If Eclectic is Normal
I heard Randi Rhodes say to some caller the other day that basically everyone thinks they are the most eclectic music listener in the world. As proof they offer to display what’s in their iPod. Everyone is the John Cusak character from High Fidelity. It’s not just that everyone listens to all kinds of music (as they always have), it’s that many of us now have it all collected in one place, one device, ingeniously categorized.

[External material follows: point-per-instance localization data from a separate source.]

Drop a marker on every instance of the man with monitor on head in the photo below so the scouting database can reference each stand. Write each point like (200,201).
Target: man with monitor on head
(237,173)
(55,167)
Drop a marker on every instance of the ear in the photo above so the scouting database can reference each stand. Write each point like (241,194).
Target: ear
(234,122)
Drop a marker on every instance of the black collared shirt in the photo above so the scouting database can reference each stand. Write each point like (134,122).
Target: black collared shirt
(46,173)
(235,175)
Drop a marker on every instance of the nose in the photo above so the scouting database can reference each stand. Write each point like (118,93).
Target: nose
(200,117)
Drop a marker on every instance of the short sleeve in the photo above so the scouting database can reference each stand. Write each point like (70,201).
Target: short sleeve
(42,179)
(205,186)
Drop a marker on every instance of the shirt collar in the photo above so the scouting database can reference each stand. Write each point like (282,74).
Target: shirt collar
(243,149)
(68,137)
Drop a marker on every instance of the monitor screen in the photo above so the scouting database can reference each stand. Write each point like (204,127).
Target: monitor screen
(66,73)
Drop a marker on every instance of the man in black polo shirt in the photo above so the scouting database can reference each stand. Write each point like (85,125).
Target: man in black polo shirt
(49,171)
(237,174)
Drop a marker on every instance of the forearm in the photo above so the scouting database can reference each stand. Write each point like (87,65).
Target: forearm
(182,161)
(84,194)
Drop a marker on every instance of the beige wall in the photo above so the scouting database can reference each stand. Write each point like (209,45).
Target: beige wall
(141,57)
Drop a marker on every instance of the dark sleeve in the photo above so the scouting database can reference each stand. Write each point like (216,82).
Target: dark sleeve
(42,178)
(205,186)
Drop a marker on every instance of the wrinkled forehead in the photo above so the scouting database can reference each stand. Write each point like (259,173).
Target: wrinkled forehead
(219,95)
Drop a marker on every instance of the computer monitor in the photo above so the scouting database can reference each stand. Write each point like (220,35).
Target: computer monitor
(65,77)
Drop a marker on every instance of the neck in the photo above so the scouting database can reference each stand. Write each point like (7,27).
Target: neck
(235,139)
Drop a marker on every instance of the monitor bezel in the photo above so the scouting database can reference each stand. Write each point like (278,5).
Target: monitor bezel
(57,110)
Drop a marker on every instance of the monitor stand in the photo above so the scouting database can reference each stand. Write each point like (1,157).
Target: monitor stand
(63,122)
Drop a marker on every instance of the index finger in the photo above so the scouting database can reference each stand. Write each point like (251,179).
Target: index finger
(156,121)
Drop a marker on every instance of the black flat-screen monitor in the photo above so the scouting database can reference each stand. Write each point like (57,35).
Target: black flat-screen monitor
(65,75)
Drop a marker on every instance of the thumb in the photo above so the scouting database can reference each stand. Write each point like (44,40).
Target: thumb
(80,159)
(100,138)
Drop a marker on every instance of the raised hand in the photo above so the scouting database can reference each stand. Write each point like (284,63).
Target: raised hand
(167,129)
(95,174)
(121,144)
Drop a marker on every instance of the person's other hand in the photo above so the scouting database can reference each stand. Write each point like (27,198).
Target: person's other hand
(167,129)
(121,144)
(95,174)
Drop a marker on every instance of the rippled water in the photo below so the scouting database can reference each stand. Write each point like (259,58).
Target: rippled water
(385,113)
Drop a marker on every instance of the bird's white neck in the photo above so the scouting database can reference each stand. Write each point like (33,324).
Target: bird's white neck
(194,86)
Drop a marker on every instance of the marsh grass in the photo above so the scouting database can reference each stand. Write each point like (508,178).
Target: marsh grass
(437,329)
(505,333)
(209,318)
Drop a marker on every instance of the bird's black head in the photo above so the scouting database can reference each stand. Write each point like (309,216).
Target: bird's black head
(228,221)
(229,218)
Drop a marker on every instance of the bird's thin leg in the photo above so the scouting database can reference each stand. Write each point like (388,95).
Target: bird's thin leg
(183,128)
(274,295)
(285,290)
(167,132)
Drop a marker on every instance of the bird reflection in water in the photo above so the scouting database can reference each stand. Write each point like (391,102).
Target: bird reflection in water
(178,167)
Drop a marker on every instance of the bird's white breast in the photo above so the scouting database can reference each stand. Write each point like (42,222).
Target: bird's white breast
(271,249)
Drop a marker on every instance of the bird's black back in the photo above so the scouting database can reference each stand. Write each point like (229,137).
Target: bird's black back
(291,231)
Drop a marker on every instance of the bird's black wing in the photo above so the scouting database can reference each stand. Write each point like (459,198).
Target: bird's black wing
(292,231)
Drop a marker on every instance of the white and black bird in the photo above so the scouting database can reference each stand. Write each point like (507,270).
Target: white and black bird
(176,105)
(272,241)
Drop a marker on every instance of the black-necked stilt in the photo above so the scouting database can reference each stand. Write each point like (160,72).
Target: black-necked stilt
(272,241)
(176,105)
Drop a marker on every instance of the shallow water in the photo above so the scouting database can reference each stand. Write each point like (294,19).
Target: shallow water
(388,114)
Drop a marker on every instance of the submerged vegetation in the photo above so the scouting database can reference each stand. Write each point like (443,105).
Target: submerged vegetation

This causes issues for the music snob, pointed out by Michael Crowley (who has been guest blogging at Talking Points Memo) in The New Republic:
… there’s a dark side to the iPod era. Snobbery subsists on exclusivity. And the ownership of a huge and eclectic music collection has become ordinary. Thanks to the iPod, and digital music generally, anyone can milk various friends, acquaintances, and the Internet to quickly build a glorious 10,000-song collection. Adding insult to injury, this process often comes directly at the Rock Snob’s expense. We are suddenly plagued by musical parasites. For instance, a friend of middling taste recently leeched 700 songs from my computer. He offered his own library in return, but it wasn’t much. Never mind my vague sense that he should pay me some money. In Rock Snob terms, I was a Boston Brahmin and he was a Beverly Hillbilly–one who certainly hadn’t earned that highly obscure album of AC/DC songs performed as tender acoustic ballads but was sure to go bragging to all his friends about it. Even worse was the girlfriend to whom I gave an iPod. She promptly plugged it into my computer and was soon holding in her hand a duplicate version of my 5,000-song library–a library that had taken some 20 years, thousands of dollars, and about as many hours to accumulate. She’d downloaded it all within five minutes. And, a few months later, she was gone, taking my intimate musical DNA with her.